Walmart Closes Store
No. 8 Innovation Unit
Retail giant closes business unit
meant to incubate new ideas as it also tries to curb costs and test technology in
other ways
Walmart
plans to shutter Store No. 8, a business unit it created to spur innovation, as
the country’s largest retailer works to curb costs and test technology in new ways.
When
Walmart launched the unit seven years ago, it was working to quickly catch up to
Amazon’s growing online business and foster new ideas that might not be immediately
profitable. Walmart had recently spent $3.3 billion to buy Jet.com and placed its
founder, Marc Lore, at the head of the company’s ecommerce operations.
Many
of Lore’s hires worked within Store No. 8, named after the store in Arkansas that
Walmart founder Sam Walton once used to test new ideas.

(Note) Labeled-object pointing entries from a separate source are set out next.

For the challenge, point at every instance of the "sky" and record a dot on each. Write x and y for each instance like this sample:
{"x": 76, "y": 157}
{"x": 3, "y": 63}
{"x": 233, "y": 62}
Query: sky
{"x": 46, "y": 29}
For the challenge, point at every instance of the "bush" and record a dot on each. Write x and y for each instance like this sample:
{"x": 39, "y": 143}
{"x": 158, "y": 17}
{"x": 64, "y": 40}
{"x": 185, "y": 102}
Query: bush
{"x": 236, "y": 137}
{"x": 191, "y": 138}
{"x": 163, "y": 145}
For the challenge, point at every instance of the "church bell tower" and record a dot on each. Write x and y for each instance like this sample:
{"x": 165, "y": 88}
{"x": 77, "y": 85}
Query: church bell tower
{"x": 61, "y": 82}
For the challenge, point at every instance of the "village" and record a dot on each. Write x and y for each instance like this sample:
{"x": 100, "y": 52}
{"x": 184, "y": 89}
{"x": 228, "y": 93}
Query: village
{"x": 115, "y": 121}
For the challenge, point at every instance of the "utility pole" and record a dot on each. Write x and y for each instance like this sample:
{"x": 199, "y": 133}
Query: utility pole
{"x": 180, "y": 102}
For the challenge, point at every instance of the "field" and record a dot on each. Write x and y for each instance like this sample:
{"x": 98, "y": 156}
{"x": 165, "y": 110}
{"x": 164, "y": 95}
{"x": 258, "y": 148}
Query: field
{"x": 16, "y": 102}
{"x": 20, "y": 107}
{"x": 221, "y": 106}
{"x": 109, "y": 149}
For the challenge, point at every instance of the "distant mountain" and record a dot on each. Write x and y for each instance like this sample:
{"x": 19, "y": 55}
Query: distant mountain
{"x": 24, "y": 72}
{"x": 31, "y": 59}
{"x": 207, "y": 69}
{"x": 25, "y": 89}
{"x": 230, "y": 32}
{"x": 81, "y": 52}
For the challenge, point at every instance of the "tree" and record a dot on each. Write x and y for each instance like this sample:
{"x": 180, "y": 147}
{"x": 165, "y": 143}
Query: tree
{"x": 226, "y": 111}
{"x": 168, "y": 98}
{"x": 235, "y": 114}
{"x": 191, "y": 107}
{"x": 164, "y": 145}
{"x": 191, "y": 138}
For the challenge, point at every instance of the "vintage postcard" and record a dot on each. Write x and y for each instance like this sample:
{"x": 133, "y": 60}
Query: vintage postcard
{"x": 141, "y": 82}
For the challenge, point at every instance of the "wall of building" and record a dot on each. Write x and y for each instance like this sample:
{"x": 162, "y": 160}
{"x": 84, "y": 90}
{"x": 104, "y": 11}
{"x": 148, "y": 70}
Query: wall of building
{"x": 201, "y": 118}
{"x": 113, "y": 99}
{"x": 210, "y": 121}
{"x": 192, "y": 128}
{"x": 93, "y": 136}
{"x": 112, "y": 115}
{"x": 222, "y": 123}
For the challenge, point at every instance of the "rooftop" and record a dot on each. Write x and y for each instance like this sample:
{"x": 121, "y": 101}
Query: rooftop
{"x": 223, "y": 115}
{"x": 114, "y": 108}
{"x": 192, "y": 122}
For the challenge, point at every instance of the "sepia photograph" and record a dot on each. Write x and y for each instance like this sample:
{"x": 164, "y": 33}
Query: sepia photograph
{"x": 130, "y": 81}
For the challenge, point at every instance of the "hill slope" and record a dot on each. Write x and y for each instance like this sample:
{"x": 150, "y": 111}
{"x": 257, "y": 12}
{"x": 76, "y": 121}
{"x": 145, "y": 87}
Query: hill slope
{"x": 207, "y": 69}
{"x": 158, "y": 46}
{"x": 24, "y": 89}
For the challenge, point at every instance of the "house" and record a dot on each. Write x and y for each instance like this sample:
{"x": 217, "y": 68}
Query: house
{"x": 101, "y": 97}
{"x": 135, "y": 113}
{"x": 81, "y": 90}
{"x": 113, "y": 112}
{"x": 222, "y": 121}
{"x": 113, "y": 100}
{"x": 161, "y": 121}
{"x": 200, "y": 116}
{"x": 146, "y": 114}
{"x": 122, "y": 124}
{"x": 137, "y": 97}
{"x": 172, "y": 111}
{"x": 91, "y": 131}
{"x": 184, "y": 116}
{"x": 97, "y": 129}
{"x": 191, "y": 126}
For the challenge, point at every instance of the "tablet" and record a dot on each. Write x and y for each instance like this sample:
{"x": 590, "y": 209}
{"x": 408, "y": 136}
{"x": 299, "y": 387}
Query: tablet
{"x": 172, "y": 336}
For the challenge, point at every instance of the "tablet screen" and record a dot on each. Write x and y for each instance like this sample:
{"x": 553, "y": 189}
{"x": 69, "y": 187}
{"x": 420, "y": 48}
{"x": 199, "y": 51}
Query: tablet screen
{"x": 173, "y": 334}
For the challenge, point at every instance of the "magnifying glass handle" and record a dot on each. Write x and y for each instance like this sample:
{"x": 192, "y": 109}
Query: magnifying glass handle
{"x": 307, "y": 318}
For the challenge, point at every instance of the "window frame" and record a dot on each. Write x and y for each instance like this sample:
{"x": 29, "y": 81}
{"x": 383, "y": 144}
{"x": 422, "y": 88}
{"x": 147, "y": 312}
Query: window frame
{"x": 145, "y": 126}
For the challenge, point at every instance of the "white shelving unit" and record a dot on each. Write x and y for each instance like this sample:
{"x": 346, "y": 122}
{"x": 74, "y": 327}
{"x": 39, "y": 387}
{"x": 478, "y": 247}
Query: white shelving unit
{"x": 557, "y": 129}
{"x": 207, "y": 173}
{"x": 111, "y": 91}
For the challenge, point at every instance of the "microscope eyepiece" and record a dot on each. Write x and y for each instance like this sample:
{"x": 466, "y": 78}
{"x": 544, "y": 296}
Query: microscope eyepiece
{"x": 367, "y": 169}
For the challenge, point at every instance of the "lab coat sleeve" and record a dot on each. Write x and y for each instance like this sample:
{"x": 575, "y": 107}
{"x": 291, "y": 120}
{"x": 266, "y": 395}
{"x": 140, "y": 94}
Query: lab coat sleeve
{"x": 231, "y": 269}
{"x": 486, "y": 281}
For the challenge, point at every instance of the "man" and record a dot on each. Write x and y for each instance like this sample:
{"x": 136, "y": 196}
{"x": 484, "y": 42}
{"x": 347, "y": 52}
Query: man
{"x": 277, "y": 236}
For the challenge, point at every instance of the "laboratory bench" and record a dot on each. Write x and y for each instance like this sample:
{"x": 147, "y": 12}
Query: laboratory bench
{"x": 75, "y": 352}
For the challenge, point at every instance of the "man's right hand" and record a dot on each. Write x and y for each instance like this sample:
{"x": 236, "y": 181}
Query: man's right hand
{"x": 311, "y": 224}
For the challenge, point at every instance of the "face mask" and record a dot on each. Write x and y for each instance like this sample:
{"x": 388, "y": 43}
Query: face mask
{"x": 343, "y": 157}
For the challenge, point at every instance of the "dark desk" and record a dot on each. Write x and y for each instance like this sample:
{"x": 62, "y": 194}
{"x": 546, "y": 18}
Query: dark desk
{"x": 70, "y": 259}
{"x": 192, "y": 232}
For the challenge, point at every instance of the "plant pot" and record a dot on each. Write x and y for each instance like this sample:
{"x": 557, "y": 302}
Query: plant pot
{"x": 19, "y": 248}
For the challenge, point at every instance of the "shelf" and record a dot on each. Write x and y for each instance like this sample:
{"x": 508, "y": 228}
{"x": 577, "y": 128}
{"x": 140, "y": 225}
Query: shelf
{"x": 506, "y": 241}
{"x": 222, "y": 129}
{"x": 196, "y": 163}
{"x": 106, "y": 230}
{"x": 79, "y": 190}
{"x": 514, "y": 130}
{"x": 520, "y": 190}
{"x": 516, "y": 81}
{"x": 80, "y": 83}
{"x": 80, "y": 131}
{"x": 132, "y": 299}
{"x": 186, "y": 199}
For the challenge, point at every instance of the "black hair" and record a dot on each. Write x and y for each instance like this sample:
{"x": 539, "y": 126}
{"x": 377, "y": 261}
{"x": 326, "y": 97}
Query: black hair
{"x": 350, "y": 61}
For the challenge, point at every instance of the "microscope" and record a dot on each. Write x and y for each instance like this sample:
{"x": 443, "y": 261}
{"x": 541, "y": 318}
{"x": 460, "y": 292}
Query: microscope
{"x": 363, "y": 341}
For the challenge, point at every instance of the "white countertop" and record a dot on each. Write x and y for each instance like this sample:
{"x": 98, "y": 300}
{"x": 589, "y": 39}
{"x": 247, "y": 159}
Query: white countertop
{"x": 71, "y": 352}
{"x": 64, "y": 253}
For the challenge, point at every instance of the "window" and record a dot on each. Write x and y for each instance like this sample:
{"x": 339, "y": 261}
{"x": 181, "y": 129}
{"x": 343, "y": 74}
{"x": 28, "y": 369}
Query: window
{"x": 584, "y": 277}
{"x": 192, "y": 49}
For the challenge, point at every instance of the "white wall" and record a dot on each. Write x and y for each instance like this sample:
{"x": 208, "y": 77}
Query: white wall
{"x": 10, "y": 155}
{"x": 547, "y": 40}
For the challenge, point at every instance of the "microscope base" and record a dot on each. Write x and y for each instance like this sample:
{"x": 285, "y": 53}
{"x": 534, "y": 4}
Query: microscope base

With the recent changes,
Scott Eckert, a senior vice president who led the unit, will leave the company.
“We’ve
graduated capabilities from this operating approach that are now fully embedded
in our organization,” said Walmart Chief Financial Officer John David Rainey in
a staff memo viewed by The Wall Street Journal. Over the past seven years, almost
300 Store No. 8 workers moved on to other internal jobs, he said. “The responsibility
to shape the future of retail is now shared by all segments.”
Many
of the ideas incubated inside the group have either been adopted by the wider company
or shut down as misses. Walmart now offers online delivery into shoppers’ homes
and shopping over text message based on Store No. 8 tests, Rainey said.
The
announcement comes near the end of Walmart’s fiscal year, a time when the company
often announces executive changes and strategy shifts. Walmart has also been working
to reduce expenses in other business areas as consumers are cautious about
their spending.
Last
week, Walmart also sent memos to staff to announce several other executive departures,
including Denise Malloy, who had the title chief belonging officer and joined the
company less than a year ago. Malloy’s title was a new version of a diversity, equity
and inclusion chief, a job that has become more fraught in corporate America as
court rulings and critics make some of the work more challenging.